Enotour na primavera

6 minutos

A estação das cores pastel e das árvores em flor está a chegar. A primavera traz consigo o desejo de viver experiências ao ar livre para celebrar o despertar da natureza do torpor do inverno. É altura de abrandar e desfrutar da atmosfera animada que preenche os dias cada vez mais longos e ensolarados, a serem vividos nos lugares mais fascinantes do vinho em Itália, partilhando um copo de vinho com as adegas do Movimento Turismo del Vino.
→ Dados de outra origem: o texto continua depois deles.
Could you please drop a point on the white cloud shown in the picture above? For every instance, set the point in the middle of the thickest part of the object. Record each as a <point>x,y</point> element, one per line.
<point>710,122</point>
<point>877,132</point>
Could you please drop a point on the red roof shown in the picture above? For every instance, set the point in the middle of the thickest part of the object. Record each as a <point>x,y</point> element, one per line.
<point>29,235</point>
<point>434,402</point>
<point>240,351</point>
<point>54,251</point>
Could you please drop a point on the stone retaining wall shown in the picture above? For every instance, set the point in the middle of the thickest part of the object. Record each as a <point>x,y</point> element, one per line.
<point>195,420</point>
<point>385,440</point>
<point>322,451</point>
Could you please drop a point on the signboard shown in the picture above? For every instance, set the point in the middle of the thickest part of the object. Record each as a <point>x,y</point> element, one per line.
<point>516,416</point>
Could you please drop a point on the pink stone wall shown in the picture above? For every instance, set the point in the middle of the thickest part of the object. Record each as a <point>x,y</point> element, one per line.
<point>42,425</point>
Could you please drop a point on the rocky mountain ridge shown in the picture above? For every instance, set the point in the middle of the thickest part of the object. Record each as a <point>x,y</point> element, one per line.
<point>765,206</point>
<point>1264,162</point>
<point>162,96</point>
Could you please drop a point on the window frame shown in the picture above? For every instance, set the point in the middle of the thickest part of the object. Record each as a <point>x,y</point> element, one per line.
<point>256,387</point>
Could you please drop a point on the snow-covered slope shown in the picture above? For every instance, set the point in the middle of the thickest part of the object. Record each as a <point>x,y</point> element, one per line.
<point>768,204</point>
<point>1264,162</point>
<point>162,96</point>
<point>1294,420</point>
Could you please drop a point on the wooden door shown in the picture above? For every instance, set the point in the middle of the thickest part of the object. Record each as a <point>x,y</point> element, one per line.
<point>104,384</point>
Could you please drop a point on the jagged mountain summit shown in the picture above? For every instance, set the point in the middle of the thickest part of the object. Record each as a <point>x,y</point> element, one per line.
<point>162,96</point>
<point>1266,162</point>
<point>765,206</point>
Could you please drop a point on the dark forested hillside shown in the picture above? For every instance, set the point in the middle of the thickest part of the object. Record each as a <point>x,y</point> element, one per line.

Passeios entre as fileiras, passeios a cavalo, caças ao tesouro, momentos de relaxamento imersos na vegetação, oficinas de arte e artesanato e muitas outras atividades para celebrar a alegria e a energia da bela estação

Sabores de Molise na primavera com casciatelli e um copo de Tintilia

EVENTI ED ENOTOUR - ITALIA.IT - CASCIATELLI - MOLISE

O Enotour da primavera começa em Molise, uma terra de fortes tradições e sabores sinceros de uma cozinha que tem as suas raízes na cultura camponesa. Entre os protagonistas absolutos das mesas de Molise estão os casciatelli, saborosos bolinhos de massa recheados com vários recheios, tanto doces como salgados. Entre as variantes mais apreciadas, bem como uma das mais clássicas, está a base de rigatino, um queijo caciotta produzido com leite de vaca e coalho de cabra, que tem uma pasta consistente, compacta e muito saborosa. Este queijo é ralado e misturado com ovos, sal e pimenta, às vezes com a adição de queijo parmesão ou salsicha para um sabor ainda mais rico. O exterior, por outro lado, é feito com uma mistura de farinha, óleo, ovos, meio copo de água ou, alternativamente, vinho branco, que é deixado em repouso e depois estendido à mão com um rolo até ficar fino. A massa é cortada em discos, recheada e depois selada com um beliscão ao longo das bordas, o que lhe confere o seu efeito ondulado característico. Estes tesouros de sabor em forma de meia-lua, fritos ou cozidos no forno durante cerca de meia hora, são tradicionalmente preparados durante a época da Páscoa. Os casciatelli não são apenas uma receita, mas um momento de convívio, na verdade, a sua preparação é um ritual que une famílias inteiras.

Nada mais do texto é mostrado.